From Researcher to Entrepreneur
Max Planck study shows that 1 out of 4 scientists who patent their results also establish their own business.
Successful scientists are also active entrepreneurs. Germany's recent Nobel Prize winner, Theodor Hänsch, is a good example: the physicist co-founded MenloSystems, which has taken his "frequency comb" and used it to make products for the market. In fact, every fourth researcher that registers a patent also founds a company. That is the result of a study at the Max Planck Institute for Economics in Jena. It looked at cancer researchers in the United States; the study's authors say what's true for those medical scientists is also true for scientists of every stripe - in Germany as well as the U.S.A. (Study commissioned by the Ewing Marion Kauffman Foundation, March 29, 2006)
Public officials have said repeatedly that investing in research helps the economy - that "knowledge is the natural resource of the 21st century". What has not been so clear, however, is whether scientific progress actually yields economic growth. Some politicians complain that science stays among scientists - that they are only interested in publishing their work in high-profile journals or winning the Nobel Prize. This argument suggests that the "knowledge factories", set at the heart of the university and independent research institutes, are producers of much waste. The general public cannot understand their projects, which are available only to the minds of the initiated. But this scenario is not reality, according to David Audretsch and his colleagues at the Max Planck Institute for Economics. At least among scientists who register patents, one quarter of them start their own company and turn their invention into a business idea.
Audretsch and his co-workers analysed data from the National Cancer Institute in the U.S.A. The organisation uses most of its $4.8 billion budget to support cancer research. Audretsch's team looked at the 20% highest funded projects at the institute in the years 1998-2002, projects which involved some 1,700 scientists. Almost 400 of them registered patents. Audretsch admits "we are aware that our sample could influence the study's results." In other words, the scientists which receive the most money may have the best results - and the best chance to turn them into economic gain. "I personally believe that scientific excellence is a requirement for economic success, and mediocre scientists also found fewer businesses," says Audretsch. "But some experts say that top scientists have little time to exploit their results for businesses purposes."
The Max Planck researchers investigated the usual process behind scientists finding a way to apply their research to the economy. In the U.S.A., it means working with offices responsible for transferring technology from laboratory to market. Companies apply for licenses to profit from their inventions. "These offices have varying levels of success," Audretsch says. The one at Stanford University, at least, is very active and makes sure that companies attempt to bring to market projects from all different kinds of scientific research - as Theodor Hänsch remembers from his time at the university. Many companies are born out of the university; this is not a surprise to David Audretsch, who says "for scientists from a renowned university, it's much easier to get venture capital."

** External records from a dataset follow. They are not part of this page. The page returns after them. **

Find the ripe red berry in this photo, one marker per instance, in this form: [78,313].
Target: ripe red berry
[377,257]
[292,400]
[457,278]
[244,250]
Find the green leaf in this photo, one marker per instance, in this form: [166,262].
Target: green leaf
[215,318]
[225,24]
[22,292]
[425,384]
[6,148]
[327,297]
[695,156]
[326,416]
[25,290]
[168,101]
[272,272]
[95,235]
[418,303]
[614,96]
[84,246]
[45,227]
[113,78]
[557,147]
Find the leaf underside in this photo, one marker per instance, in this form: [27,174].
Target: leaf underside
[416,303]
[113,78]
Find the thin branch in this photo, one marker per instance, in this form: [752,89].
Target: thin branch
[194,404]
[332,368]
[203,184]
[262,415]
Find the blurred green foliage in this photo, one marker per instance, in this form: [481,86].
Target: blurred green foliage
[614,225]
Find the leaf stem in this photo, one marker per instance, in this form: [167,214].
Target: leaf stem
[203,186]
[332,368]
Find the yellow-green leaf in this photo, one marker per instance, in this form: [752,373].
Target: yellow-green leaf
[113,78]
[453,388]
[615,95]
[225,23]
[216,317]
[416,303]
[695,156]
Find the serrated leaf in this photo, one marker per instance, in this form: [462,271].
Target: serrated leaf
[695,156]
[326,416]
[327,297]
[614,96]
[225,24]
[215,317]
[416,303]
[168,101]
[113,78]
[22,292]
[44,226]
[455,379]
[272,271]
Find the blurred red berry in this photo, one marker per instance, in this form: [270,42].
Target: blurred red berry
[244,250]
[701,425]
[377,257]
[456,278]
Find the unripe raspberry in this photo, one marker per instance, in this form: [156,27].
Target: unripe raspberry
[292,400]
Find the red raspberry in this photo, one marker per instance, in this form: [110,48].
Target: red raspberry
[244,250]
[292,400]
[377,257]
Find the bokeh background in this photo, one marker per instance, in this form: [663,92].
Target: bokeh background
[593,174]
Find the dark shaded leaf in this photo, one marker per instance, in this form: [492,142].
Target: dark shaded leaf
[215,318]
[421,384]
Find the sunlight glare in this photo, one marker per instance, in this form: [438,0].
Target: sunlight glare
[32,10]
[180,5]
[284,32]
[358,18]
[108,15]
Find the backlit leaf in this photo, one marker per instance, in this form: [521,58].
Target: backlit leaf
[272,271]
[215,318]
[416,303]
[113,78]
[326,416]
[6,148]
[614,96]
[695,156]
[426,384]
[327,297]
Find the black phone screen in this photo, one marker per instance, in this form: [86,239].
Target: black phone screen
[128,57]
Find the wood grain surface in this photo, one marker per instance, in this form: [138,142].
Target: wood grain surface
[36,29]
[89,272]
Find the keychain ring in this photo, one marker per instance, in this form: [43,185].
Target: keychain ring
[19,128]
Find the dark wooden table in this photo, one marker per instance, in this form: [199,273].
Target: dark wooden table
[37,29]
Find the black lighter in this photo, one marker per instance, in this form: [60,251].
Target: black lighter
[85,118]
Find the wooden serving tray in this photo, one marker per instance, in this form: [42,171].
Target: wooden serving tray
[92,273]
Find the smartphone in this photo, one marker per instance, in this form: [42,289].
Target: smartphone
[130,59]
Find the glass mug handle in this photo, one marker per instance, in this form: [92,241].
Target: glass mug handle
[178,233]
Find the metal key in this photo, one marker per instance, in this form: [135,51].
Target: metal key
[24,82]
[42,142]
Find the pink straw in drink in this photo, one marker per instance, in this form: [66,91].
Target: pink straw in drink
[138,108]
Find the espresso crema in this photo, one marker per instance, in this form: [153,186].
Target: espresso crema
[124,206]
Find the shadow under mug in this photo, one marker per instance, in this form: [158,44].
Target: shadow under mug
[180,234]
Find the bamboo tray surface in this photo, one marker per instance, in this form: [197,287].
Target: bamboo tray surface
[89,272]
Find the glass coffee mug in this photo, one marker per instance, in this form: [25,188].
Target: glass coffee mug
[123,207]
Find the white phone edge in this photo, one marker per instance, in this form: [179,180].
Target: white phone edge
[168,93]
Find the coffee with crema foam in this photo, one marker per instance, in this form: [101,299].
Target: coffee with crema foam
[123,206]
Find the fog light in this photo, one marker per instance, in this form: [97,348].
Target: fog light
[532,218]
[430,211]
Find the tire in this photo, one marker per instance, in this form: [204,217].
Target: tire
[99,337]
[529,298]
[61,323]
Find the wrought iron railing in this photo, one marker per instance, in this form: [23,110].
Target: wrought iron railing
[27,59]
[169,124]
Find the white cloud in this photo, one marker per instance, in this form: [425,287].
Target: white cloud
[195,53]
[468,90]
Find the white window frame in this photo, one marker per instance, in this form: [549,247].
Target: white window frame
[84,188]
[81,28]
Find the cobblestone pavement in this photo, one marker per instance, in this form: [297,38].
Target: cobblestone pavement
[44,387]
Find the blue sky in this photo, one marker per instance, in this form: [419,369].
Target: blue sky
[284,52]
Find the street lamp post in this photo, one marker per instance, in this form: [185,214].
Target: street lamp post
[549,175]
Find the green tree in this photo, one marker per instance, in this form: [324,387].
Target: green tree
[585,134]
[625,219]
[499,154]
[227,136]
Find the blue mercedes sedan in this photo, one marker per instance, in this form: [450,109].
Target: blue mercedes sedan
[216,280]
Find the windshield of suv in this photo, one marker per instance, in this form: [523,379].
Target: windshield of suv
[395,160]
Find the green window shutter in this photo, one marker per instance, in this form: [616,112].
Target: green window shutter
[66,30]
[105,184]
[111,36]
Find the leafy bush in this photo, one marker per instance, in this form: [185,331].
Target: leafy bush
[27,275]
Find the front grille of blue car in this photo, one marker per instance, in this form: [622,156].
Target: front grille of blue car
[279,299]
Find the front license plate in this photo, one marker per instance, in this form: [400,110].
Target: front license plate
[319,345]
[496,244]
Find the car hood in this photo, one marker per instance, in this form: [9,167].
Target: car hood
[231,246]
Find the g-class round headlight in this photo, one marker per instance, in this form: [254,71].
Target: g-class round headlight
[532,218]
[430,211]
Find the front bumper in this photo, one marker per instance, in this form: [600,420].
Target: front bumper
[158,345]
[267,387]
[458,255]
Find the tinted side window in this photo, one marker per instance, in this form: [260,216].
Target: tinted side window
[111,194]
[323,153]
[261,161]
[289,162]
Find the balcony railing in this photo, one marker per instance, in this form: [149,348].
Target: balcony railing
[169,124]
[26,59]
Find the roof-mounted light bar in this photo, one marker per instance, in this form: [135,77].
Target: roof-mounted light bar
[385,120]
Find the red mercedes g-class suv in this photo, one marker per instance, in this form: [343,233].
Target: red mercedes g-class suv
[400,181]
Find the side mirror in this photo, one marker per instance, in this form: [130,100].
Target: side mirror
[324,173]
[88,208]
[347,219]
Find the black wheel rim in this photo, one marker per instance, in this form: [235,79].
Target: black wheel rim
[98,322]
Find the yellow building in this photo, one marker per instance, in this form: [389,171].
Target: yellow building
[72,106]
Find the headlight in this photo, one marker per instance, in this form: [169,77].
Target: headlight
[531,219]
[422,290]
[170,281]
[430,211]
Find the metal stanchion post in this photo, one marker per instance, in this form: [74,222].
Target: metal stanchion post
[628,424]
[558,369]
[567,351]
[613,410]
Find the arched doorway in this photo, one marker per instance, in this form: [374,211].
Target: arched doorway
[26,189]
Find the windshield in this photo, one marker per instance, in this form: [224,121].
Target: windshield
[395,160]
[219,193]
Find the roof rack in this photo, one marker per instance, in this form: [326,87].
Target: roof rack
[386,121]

Besides venture capital, researchers also need social capital, if they want to become entrepreneurs. Audretsch and his colleagues understand social capital to mean how well a scientist communicates and co-operates. "He is able to profit from the experiences of others and borrow knowledge from them that he doesn't have," Audretsch says. "But unfortunately, we have very limited data about this." Audretsch's team evaluated how many patents the entrepreneurs registered with colleagues and how often they published scientific results with other authors - compared to scientists that did not enter the market. Indeed, entrepreneurs registered more patents, and had more frequent co-operative publications.
Audretsch guesses that these results basically reflect German academic culture, as well as American. "Probably, conditions are better in the U.S.A. for entrepreneurs to found companies," he says. "But conditions can change in Germany." Physicist Theodor Hänsch believes, however, that the spirit of entrepreneurship is not as strong in Germany as in the United States.
"This has to change," says Peter Gruss, President of the Max Planck Society. "It's not enough to have ideas - they have to be brought to reality. The current study by our scientists shows the conditions under which basic scientific knowledge can be applied and given economic expression." David Audretsch's major topic of inquiry is how knowledge moves from laboratory to marketplace. And he already has a formula: "We need better knowledge filters." These are criteria to figure out whether ideas have economic use. Such criteria would be of great use to the German Research Innovation Endowment Fund, the concept of which was developed at Garching Innovation. The Max Planck subsidiary company is paving the way for technologies from institutes and research organisations to be used economically. The institutes, however, often do not develop the ideas in a way that they are market-ready. That is the purpose of the new endowment fund: it gives financial support from the public coffers to scientists from universities and research institutions. Of course, not every idea will be funded, because not every idea can make money. "But researchers shouldn't have to go through what SAP's founders went through," Audretsch says, referring to scientists who took their software idea to IBM and were rebuffed - and then went on to found their own company.